Forse è proprio questo a rendere speciali queste strade. Forse sarebbe impossibile fare scaturire la fiducia e la solidità del gruppo da una condivisione che non passi anche dalla cura reciproca delle ferite, della stanchezza, della paura di non farcela.
E così passa un giorno, poi un altro e altri ancora, ritrovando ogni mattina anche quelle persone che, pur non facendo parte del nostro nucleo, hanno organizzato il percorso nello stesso modo, entrando in relazione con loro, stupendoci di quante storie diverse possano condurre a Santiago dagli Stati Uniti, dall’Irlanda, dall’Italia. E, prima ancora di avere il tempo di rendersene conto, la città ci accoglie tra suoni di cornamuse, campane e pellegrini da ogni dove.
Percorriamo gli ultimi chilometri quasi in trance, senza più la consapevolezza di quali parti del corpo ci facciano male. Ed ecco infine la cattedrale, stagliata contro il cielo in tutta la sua magnificenza. C’è chi si abbraccia, chi si stende a terra, chi piange. C’è la tomba di San Giacomo, ci sono i nostri compagni, ci siamo anche noi, forse ancora inconsapevoli di quello che siamo riusciti a fare insieme, ancora ignari del fatto che, magari, il senso siamo riusciti a trovarlo, pur cercando tutt’altro. Che non è un caso che abbiamo seguito un itinerario uniti come fratelli da Roma a Santiago, da Santiago a Roma, congiungendo nella nostra strada le due città, sin dal Medioevo considerate tappe finali dei pellegrinaggi religiosi.
Il nostro cammino ha tracciato una linea da una tomba all’altra, le uniche due di cui si abbia assoluta certezza, di due apostoli che, millenni prima di noi e in terre lontane, hanno camminato per anni, seguendo un uomo che portava in giro la Parola da cui lui stesso si era incarnato. «Se voi avete fatto il Cammino di Santiago senza rendervi conto che qui c’è un amico di Gesù, uno che ha potuto guardarlo, parlare con lui, ogni vostro sforzo sarà stato inutile. Se nell’abbracciare la sua statua o fermarvi davanti alla sua tomba non proverete a pregare per chi vi ha fatto del male, a perdonarlo, a scaricare qui tutti i pesi e le fatiche che portate con voi, vi rimarrà soltanto la soddisfazione di un trekking e qualche souvenir. Ma questo posto è molto di più», dice don Fabio.

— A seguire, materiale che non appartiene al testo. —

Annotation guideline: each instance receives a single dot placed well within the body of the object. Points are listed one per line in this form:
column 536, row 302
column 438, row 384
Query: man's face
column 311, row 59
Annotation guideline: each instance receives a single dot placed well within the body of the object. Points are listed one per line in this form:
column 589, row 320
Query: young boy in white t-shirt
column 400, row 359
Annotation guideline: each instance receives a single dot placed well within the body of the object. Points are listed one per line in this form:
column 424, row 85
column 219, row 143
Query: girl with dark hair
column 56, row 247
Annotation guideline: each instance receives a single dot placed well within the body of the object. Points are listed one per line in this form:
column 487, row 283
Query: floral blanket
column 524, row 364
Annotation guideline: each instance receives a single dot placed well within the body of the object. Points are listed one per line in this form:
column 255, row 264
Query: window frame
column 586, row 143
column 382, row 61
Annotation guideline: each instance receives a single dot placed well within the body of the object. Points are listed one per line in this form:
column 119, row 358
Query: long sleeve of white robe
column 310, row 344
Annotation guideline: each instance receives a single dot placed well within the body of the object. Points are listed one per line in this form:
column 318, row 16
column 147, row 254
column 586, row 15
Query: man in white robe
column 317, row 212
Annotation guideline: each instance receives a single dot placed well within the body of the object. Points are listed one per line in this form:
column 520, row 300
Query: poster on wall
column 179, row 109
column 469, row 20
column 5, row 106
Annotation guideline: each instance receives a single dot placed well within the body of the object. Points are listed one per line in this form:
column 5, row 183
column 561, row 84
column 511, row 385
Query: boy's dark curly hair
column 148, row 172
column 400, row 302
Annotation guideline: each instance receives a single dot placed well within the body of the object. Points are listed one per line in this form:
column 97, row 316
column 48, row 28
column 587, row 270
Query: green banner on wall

Siamo arrivati a Santiago di Compostela il primo settembre. È difficile associare alla fine di un percorso una data che, normalmente, simboleggia soprattutto nuovi inizi e nuove sfide da intraprendere. Eppure, stando qui, ci rendiamo conto immediatamente che anche noi siamo costretti a fermarci, a prenderci una pausa e capire cosa abbiamo imparato, per poi ripartire con ancora più forza nel giro di boa del nostro progetto in Caritas Italiana. Facendo leva sugli scambi creati e i legami costituiti, ognuno dei giovani volontari coinvolto in questa esperienza potrà ricominciare a lavorare con nuove consapevolezze, portando avanti la sua missione di servizio con determinazione e abnegazione.